Замечательный русский поэт Игорь Северянин (он пил свою горчайшую чашу не в Париже, а в Эстонии) так отобразил это веяние в своем блестящем стихотворении в двенадцать строк, которое пришло к нам, правда, не в виде стихотворения (Северянин тогда не переиздавался), а в виде романса, исполняемого Вертинским:
Я выделил строку, в которой поэтически преломилась «реставрационная» деятельность Сталина, а именно то, что от Коминтерна, от мирового интернационала он повернулся лицом к России. ВЕРНУТЬСЯ В ДОМ Россия ищет троп… В то время искала. И это почувствовали многие русские люди, влачившие свое существование в эмиграции.
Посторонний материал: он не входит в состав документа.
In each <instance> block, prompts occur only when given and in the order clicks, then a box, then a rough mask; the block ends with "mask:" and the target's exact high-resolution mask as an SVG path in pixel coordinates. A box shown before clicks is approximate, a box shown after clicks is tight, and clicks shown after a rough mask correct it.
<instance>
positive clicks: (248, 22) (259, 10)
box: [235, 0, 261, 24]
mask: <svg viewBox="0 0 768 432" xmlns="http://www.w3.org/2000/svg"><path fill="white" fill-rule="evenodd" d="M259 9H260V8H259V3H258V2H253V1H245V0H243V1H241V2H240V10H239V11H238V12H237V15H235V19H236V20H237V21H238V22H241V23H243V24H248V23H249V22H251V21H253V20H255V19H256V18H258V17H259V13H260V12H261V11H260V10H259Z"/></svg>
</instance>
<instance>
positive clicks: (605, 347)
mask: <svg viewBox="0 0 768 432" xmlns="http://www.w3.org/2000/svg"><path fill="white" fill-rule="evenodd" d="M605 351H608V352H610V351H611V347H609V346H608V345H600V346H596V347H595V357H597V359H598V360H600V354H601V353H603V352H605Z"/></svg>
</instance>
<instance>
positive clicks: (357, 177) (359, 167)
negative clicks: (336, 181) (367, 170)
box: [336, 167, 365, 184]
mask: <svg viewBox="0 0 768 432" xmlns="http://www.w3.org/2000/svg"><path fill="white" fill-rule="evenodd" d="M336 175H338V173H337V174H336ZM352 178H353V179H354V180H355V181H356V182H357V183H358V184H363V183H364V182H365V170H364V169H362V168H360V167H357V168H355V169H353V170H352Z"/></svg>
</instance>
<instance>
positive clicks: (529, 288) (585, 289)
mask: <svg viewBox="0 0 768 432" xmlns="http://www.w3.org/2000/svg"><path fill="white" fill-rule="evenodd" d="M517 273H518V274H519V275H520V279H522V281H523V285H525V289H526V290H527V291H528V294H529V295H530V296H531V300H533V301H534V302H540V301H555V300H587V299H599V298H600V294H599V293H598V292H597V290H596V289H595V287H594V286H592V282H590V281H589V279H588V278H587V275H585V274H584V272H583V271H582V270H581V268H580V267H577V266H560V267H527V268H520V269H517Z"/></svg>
Там у них, в эмиграции, началось движение за возвращение в Россию, даже появилось словечко, звучавшее, правда, больше по большевистским моделям: «лишенец», «снабженец», «отщепенец», – появилось словечко «возвращенец». Сотни эмигрантов (особенно много во Франции) получили советские (серпастые и молоткастые) паспорта и советское гражданство. Теперь они могли, если бы захотели, возвращаться в СССР. Не домой, не в Россию, но все-таки ведь в Москву. Образовался в эмиграции Союз советских патриотов, и членами этого Союза были не единицы, а сотни и тысячи русских людей.
Самым первым «возвращенцем» оказался Вертинский. Впрочем, его нельзя причислять к тем патриотам, которые стали получать советские паспорта после окончания войны, после Победы. Вертинский вернулся в 1943 году, когда перелом в войне, может быть, и наметился, но полной ясности еще не было. А если учесть, что проситься домой он начал, вероятно, раньше, то приходится признать, что он возвратился в страну воюющую, но еще отнюдь не победившую.
Ходит легенда, что, когда до Сталина дошла просьба Вертинского, он с присущим ему лаконизмом сказал: «Пусть допоет». Не знаю, как это осуществилось технически, но легенда в том и состоит, что Вертинский спел Сталину свою песню «В степи молдаванской». Песня полна ностальгии. Молдавия тогда входила в состав Румынии. Но граничила-то она с Россией. И вот Вертинский гастролировал, очевидно, в Румынии и оказался в Молдавии вблизи границы.
Выслушав эту песню, Сталин сказал: «Пусть приезжает».